In Friday's interview, Cugno noted many brokers are being hurt by loan repurchases and the demise of nonprime lenders. The executive questioned how, for example, a lender can offer stated-income programs then ask the broker to buy back a loan because it was stated-income. He noted Mortgage Lenders Network and New Century "are really the ones that hurt us the most. MLN left us hanging with around $70 million on a line with paper."
Premier, which has almost 600 branches, engaged in mortgage banking for less than a year but has not funded loans in almost nine months and is "strictly back to being a mortgage broker," Cugno said. However, it is "absolutely" still originating loans and "all over the country."
"We were so successful, doing so well ... and everything that could be unlucky happened to us from MLN to New Century -- leaving us hanging on a line with deals," Cugno added.
Premier had 4,000 employees and currently holds around 3,000, and to Cugno's knowledge is "still the largest branch company in the United States." The CEO did not know as of when the company had the higher number of employees nor the company's monthly loan volume of originations. "You'd have to call me another day" for mortgage production information, he said.
Premier's Web site says it is licensed to do business in 36 states and offers conventional, subprime, rural.
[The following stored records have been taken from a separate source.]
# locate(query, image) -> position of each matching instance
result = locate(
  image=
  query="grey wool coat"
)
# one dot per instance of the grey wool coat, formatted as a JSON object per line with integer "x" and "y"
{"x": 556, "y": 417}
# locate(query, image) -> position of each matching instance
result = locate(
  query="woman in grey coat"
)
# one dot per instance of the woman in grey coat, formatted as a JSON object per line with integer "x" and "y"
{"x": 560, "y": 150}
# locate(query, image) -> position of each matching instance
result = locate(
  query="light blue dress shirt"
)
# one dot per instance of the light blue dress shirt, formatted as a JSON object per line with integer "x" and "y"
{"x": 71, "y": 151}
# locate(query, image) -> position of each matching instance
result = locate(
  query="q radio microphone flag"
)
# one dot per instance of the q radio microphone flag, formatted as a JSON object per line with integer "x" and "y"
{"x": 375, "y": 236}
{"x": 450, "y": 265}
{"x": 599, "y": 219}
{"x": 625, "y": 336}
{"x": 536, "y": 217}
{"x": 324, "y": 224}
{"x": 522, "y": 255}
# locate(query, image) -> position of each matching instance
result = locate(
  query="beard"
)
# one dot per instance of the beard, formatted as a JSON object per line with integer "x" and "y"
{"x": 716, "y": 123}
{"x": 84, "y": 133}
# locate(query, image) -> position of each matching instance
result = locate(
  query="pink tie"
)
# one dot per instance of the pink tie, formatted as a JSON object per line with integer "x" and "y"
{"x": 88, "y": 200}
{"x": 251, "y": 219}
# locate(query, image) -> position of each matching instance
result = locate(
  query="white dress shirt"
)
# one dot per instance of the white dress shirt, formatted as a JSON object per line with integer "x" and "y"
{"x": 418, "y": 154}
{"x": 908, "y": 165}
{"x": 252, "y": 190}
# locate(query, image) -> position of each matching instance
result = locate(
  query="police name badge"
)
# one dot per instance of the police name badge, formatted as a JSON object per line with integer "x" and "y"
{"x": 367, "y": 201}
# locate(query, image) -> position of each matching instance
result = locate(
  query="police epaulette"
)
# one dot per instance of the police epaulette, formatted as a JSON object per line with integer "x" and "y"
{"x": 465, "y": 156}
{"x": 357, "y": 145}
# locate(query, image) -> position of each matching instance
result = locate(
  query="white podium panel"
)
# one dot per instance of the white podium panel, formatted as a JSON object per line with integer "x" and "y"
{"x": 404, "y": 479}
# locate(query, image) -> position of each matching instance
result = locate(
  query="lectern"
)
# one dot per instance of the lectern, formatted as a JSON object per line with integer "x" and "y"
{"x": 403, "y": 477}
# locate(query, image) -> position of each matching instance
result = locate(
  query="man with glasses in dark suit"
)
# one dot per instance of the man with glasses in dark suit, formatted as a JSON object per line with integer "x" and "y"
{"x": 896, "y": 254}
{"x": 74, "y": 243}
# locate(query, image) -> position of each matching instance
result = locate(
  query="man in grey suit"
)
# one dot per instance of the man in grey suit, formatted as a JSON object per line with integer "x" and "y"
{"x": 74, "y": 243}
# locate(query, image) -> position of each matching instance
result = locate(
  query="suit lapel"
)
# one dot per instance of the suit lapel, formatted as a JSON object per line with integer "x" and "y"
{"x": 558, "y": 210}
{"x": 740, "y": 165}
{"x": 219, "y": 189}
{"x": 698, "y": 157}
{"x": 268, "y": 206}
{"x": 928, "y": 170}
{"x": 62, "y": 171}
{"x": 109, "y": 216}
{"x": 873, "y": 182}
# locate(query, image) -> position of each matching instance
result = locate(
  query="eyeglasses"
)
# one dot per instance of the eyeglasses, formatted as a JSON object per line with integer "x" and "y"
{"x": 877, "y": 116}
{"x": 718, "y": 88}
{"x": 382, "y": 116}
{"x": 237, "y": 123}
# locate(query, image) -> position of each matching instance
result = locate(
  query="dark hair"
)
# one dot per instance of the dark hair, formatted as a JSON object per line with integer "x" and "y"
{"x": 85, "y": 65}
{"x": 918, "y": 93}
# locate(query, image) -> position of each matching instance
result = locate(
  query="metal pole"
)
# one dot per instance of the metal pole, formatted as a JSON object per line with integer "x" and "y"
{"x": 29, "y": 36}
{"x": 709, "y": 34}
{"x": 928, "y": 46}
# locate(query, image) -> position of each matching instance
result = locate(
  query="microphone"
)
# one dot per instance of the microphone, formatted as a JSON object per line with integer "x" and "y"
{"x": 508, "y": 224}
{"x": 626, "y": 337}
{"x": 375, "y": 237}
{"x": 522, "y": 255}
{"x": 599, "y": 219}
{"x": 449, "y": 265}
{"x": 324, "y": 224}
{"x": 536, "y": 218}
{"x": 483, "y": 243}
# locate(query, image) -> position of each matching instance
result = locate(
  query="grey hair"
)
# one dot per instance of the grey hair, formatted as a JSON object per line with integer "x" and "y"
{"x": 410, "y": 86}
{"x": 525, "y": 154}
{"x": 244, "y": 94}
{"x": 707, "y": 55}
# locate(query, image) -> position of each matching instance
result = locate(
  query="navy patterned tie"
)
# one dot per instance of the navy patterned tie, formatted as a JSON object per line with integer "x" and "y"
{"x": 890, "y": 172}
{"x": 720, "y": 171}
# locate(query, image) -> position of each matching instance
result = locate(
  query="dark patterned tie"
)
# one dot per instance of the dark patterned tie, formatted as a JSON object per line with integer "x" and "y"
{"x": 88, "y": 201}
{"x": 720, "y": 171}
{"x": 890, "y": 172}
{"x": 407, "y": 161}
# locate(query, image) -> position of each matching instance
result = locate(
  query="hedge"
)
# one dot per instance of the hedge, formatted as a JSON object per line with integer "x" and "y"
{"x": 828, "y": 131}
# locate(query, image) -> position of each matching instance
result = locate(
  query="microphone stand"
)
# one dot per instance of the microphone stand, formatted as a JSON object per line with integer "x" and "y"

FHA and VA through 300 top lenders, including Bank of America, CitiFinancial, Countrywide, GMAC, IndyMac, Impac, NovaStar Mortgage, Washington Mutual, Wells Fargo, and Accredited Home Lenders. Some of the loan programs listed on the site were 125 percent combined loan-to-value with no prepay on a minimum FICO of 640, 95 percent LTV and 90 percent LTV on no income no asset verification with a respective minimum FICO of 681 and 581.
Rather than paying per-loan fees, the site states Premier's branches pay a flat fee of $1,500 and an administration fee of $125 per month. The flat fee covers quality control and other normal support functions. Branch managers are compensated and receive all fees on the same day the funds are disbursed by the closing agent. The company also provides its branches with 100 free leads every month.
A U.S. Trustee was appointed to the case, which was assigned to Bankruptcy Judge Catherine Peek McEwen, according to court documents. A meeting with creditors is to be held on Aug. 10 in Tampa.
Creditors listed on the bankruptcy filing included GMAC Bank, Countrywide Warehouse Lending, Deutsche Bank, and Popular Warehouse Lending.
"We're just at a point where we're tired of frivolous lawsuits," Cugno continued. "They're getting overwhelming. I just want to protect my people."
"We will be successful again," he added.